Mr. Suri, an electronics and telecom engineer who has headed Nokia's mobile network unit since 2009, had been widely expected to be named to the top post. He will succeed Risto Siilasmaa, Nokia's chairman, who served as an interim CEO of the Finnish company since September, when Microsoft unveiled its plans to buy Nokia's handset business.
Stephen Elop had been running Nokia when the handset business was sold, but stepped down to take a senior job with Microsoft.
Relieved of its loss-making phone operation, Nokia said its "financial position and earnings profile have both improved significantly" and that it therefore would distribute extra cash to shareholders and buy back shares as part of a "capital structure optimization program."
On top of least EUR800 million worth of ordinary dividends for 2013 and 2014, Nokia said it plans to distribute a special dividend to shareholders of EUR0.26 per share, which equates to a cash distribution of around EUR1 billion. It will also initiate a EUR1.25 billion share repurchase program.

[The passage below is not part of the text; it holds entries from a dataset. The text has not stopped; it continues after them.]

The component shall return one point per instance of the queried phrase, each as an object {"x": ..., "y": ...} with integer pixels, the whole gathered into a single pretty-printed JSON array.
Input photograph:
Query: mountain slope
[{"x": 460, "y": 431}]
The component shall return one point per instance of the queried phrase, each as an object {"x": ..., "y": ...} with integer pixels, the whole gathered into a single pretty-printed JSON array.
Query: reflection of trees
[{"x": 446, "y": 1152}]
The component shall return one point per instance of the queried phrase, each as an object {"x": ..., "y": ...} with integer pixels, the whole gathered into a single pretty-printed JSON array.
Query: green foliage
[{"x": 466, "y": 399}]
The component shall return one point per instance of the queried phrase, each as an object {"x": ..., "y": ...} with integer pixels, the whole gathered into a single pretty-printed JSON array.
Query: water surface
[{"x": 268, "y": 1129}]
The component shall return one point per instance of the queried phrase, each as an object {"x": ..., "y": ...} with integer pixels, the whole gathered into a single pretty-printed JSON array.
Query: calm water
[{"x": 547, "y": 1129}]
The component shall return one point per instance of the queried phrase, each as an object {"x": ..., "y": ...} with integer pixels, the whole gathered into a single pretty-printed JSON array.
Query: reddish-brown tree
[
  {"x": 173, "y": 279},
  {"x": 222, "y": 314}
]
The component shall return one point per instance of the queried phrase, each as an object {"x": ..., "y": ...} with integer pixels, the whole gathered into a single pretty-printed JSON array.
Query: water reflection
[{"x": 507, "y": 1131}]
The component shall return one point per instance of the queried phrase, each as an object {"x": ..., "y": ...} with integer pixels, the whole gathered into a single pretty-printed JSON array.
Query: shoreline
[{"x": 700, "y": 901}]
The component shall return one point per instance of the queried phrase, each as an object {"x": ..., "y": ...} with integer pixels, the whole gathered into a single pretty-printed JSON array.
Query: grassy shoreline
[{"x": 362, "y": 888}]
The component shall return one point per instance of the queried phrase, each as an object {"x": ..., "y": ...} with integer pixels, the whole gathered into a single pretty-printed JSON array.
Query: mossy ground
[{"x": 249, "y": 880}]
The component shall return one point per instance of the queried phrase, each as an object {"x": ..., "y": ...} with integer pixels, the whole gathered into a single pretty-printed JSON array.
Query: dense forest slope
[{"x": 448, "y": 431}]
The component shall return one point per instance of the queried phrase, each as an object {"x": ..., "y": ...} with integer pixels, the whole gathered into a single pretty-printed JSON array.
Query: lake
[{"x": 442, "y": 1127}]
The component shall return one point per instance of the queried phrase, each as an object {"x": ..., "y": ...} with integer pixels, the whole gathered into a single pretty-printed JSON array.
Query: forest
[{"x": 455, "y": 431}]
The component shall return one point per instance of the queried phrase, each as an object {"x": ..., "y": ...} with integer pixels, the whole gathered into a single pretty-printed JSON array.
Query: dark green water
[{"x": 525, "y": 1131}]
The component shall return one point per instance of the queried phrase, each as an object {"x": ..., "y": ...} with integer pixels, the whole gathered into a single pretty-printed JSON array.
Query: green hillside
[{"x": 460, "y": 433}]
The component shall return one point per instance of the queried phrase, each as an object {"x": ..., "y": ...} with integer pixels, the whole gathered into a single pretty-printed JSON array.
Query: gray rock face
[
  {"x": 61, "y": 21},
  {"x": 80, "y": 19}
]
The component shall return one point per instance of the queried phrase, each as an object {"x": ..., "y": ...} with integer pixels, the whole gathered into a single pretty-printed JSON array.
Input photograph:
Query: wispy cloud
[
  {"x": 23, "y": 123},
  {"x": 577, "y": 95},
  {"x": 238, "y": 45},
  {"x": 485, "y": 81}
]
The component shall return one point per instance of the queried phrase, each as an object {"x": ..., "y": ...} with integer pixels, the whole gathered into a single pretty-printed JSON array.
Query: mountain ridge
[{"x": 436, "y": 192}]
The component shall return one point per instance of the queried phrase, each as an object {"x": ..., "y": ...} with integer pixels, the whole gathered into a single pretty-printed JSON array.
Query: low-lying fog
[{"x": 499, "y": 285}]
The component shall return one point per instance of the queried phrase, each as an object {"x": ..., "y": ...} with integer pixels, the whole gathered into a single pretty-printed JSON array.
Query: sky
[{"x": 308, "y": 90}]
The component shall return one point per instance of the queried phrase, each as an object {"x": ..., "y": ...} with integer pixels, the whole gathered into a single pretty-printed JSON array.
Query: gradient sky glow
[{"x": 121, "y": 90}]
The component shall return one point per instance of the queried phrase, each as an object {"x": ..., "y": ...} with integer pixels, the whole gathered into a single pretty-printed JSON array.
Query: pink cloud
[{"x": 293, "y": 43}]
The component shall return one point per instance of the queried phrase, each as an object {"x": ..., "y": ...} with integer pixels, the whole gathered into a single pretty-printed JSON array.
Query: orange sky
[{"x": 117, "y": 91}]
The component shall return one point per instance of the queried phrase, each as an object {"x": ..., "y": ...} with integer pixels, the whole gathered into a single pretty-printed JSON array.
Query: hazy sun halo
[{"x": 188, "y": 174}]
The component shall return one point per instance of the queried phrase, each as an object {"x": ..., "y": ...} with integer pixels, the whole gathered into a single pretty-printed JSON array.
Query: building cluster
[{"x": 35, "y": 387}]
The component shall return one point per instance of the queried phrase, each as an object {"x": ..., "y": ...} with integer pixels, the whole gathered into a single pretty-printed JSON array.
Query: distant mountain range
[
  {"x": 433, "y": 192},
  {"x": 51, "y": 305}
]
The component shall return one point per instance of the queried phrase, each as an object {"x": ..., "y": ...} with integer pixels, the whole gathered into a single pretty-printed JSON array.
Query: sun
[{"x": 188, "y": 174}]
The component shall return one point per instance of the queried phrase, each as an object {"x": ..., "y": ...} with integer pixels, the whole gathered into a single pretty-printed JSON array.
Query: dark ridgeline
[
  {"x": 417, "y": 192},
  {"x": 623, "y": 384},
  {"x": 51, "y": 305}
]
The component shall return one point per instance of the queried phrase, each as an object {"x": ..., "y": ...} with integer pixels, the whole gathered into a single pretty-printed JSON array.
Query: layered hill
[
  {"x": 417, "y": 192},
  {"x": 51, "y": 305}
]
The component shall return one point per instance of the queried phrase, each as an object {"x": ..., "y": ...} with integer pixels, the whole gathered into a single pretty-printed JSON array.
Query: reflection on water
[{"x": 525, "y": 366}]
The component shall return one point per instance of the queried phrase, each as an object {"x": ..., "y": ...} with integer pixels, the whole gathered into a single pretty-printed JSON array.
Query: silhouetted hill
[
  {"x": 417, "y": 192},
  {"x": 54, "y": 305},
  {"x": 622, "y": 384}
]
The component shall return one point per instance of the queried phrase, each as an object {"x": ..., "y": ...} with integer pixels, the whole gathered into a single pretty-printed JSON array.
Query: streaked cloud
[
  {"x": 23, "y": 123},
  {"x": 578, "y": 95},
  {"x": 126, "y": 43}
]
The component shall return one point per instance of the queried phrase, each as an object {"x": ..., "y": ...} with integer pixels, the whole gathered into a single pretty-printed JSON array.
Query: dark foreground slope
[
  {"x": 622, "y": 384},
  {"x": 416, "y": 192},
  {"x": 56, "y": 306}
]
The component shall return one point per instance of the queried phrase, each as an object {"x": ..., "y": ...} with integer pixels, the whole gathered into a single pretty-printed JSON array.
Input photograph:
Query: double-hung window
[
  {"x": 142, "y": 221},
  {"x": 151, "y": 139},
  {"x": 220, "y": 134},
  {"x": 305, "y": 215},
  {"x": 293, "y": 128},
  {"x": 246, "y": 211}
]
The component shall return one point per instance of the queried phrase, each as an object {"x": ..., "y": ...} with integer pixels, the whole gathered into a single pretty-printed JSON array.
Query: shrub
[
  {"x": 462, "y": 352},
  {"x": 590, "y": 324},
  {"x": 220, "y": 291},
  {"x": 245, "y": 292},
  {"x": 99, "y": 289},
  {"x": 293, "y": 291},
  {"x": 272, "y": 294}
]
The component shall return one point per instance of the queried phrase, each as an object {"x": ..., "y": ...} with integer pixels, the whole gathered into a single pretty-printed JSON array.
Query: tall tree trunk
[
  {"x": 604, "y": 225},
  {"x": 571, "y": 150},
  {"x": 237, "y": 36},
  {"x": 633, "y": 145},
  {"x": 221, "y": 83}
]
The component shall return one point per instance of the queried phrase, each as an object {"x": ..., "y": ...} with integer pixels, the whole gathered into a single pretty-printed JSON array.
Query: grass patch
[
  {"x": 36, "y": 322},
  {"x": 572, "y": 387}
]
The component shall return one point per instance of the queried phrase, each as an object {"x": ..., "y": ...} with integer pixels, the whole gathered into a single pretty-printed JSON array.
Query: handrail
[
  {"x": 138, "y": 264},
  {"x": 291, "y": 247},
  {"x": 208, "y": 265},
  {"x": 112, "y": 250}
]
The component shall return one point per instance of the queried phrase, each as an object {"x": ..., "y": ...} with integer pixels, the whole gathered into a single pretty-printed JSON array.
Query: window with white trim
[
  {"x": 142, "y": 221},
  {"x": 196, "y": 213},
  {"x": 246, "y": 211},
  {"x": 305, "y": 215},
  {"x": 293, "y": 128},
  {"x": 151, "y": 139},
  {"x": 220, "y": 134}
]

In a statement, Nokia's financial chief Timo Ihamuotila said the initiatives are part of Nokia's longer-term ambition to "return to an investment grade credit rating."
Nokia ended the first quarter this year with EUR2.1 billion in net cash, before the sale of its handset unit to Microsoft was completed. Had the transfer been completed before the end of the first quarter, Nokia said its cash position would have been at EUR7.1 billion.